“Simplicity” was Mihara Yasuhiro’s watchword for the season. Speaking backstage after the show, the designer said he’d envisioned the concept as an antidote to “this crazy world.
“Simple [is often seen] as basic, but I think simple is strong, impactful,” he said.
For Yasuhiro, that starting point meant taking men’s and women’s wardrobe staples, and twisting details here or amping up proportions there, a process his show notes described as “deformed detailing.”
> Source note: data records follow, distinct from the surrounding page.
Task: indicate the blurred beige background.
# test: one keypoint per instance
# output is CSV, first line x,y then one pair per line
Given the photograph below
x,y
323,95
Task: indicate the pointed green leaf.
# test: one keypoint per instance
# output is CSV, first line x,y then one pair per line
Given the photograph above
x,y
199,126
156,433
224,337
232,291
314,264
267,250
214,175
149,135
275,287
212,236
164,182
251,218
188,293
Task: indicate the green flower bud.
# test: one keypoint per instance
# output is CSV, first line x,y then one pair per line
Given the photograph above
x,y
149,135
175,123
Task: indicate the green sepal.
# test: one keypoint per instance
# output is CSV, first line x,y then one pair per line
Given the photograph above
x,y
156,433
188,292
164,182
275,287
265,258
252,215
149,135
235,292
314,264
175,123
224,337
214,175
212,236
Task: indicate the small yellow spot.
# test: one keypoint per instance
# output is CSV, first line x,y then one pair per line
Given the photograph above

Down jackets in khaki nylon — crafted with unexpected, genteel lapels — cocooned the body, while a giant silver buckle embellished oversized navy wool coats, or cinched in a woman’s high-waisted, leather wrap skirt. The designer shrank proportions, too, as in a finely tailored suit cut close to the body, with cuffs that looked as if they had been hacked off with scissors, along with skinny, cropped pants. Even the shoes had their quirks, as some models wore Converse sneakers with liquidlike bumps along the sole.
There was also a vaguely rebellious, combative air to the collection: the youthful tribe of models wore revolutionary-style berets in felt or fur, while military-esque mesh parkas lent a witty touch with splotches of embroidered faux fur. It all added up to an exercise in restrained, yet intriguing, experimentation.